Cooking from the pantry: talking snacks


Another area of possible feeling of deprivation is snacks, especially with teens in the house. I've never been one to buy tons of prepared, esp. frozen snacks. I have inventoried what we currently have on hand:
-popcorn, 2 types popcorn sprinkle
-saltines, triscuits, Ritz crackers
-assorted blocks of cheese, Alouette/Boursin soft garlic-herb cheese spread
-vanilla yogurt
-several types of cold cereal
-peanuts, banana chips, sunflower seeds, nut mix, trail mix, granola bars
-pretzel rods, scoop style nacho chips (Xmas leftover), peanut butter/Nutella for dipping, salsa
-fresh and dried fruit, canned fruit
-baked goods: holiday decorated pretzels, rum cake, fig bars, maple leaf cookies, ginger snaps, peppermint "oreos, "banana bread, pumpkin bread
-1 bag of fzn popcorn chicken that I've stashed away

Teens are also welcome to grab any leftovers, if desired. For now, the above will have to do.


Florence said...

A good thing to have on hand for snacks is a tray of sliced raw veggies-- carrot and celery sticks, cauliflower or broccoli pieces, radish slices, etc.

NAN said...

Popcorn and more popcorn- good fiber too! Can your boys bake- with all your dessert stuff you have a ton of snacks! Florence, love those but probably not in the budget.

CTMOM said...

Florence, agree that raw veggies are an awesome choice. This time of year, produce is very expensive. I usually have potatoes, onions, carrots, cabbage, celery, baby salad greens, Romaine, for veggies, apples, bananas, citrus for fruit. All of those items are purchased, depending upon cost. This is blackbelt frugality time, so I am limited to what's on hand, buying perishables as needed, if essential. My boys don't bake, DD will sometimes. When I do bake, I try to have some more healthier options such as the banana bread and pumpkin bread on the sideboard now.
My grocery budget is $200/month right now, family of 4.

mikemax said...

That's way more snacky stuff than I've ever had in my house at one time! Popcorn is the biggie around here. Also, why not teach your boys to bake?
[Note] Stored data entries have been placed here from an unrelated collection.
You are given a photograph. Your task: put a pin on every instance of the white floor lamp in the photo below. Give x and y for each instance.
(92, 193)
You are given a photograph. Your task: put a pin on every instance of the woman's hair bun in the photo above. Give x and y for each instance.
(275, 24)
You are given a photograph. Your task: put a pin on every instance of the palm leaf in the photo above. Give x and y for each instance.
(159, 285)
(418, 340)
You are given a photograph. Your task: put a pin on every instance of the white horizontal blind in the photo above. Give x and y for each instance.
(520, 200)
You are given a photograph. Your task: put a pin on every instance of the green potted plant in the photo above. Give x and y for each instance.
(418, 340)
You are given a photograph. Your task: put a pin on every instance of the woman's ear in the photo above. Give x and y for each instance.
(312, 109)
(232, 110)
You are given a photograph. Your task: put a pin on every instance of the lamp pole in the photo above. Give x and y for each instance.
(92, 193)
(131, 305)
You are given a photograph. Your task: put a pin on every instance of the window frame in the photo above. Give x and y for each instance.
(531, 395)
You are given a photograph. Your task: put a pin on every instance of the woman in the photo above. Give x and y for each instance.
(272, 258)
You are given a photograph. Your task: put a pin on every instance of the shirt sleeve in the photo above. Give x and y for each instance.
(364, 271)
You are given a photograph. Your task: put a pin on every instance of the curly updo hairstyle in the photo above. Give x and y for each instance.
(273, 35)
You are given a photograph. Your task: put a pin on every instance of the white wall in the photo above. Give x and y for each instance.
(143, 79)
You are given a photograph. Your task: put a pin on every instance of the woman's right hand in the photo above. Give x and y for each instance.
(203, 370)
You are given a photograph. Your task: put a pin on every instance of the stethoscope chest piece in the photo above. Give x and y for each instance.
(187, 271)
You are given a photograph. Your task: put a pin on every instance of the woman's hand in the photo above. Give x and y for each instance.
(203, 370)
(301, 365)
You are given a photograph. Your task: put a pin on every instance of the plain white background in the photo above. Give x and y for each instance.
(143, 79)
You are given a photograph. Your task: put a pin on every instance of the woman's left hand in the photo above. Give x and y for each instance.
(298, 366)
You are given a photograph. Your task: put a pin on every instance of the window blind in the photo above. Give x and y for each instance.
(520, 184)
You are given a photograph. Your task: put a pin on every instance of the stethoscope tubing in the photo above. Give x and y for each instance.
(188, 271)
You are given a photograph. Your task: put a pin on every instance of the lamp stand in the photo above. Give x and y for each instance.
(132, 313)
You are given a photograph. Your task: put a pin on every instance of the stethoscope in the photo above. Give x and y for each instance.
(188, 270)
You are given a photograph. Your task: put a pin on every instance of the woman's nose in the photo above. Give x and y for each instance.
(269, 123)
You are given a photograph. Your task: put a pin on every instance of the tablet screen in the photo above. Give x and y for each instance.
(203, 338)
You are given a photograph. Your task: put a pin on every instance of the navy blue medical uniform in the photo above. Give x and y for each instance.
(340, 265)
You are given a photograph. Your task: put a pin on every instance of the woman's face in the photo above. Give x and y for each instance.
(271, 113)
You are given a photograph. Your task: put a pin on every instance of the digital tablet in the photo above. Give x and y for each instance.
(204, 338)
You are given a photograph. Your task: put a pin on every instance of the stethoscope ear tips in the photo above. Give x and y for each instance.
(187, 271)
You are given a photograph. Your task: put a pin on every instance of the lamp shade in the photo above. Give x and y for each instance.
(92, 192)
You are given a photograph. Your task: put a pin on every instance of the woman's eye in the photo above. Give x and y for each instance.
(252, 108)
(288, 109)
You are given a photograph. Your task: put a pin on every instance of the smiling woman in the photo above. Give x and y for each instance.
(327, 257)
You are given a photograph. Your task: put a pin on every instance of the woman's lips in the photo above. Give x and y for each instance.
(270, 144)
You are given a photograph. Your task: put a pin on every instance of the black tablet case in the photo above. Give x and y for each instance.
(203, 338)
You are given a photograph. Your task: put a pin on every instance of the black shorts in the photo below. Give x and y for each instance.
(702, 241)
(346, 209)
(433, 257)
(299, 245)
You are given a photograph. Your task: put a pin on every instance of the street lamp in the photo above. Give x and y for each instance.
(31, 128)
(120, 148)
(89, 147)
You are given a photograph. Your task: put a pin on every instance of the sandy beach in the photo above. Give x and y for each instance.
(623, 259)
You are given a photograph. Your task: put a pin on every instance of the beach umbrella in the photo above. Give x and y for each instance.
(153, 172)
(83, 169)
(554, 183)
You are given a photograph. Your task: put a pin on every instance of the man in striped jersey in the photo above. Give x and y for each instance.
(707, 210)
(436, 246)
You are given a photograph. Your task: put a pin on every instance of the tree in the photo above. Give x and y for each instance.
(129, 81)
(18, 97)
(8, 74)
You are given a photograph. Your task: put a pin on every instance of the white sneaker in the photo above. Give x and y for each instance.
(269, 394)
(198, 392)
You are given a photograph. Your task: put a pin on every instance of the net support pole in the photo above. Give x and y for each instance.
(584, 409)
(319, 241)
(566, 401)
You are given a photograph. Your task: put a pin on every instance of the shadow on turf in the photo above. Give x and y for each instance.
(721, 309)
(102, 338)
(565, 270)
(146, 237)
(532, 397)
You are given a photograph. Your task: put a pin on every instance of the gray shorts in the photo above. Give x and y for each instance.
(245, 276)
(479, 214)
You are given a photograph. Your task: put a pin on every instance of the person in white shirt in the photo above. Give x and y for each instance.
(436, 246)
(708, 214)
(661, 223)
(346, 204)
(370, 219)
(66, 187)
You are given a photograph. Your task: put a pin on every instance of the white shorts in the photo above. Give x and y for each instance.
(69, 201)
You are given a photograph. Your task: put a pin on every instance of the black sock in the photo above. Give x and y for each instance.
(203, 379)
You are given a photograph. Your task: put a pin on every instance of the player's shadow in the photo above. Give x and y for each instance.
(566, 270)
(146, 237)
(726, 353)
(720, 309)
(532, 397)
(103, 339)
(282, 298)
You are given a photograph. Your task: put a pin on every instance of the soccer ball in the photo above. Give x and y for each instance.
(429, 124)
My DS was never very interested in baking, but I did teach him to cook during his senior year in high school. It has come in very handy for him since he is 37 and still single (although recently cohabitating).

CTMOM said...

Mike/Max-of the 2 sons at home, one has hardly any interest in even making a sandwich, he is very picky as well. Other son is special needs, has limitations but can make things with a lot of one on one supervision. He has very few dislikes as concerns food choices, and we already know that he will never live on his own. Agree, every child/adult needs to have basic "survival" skills, when possible.

mikemax said...

Well, I definitely understand about an adult child with special needs, as I have one, too. She had one on one cooking help for several years but never really got to the point that she could cook without a lot of supervision (although she is doing really well with laundry, cleaning her bedroom and bathroom, etc.). It did help her get over her fears of knives, the stove, etc. As for your picky eater who lacks interest in cooking...the next time the subject comes up, ask him how he plans to survive if he can't cook food that he likes? Or, as I used to say, "your mother isn't going to be around forever to do this stuff for you." He is not a great cook, but he can definitely put a meal together.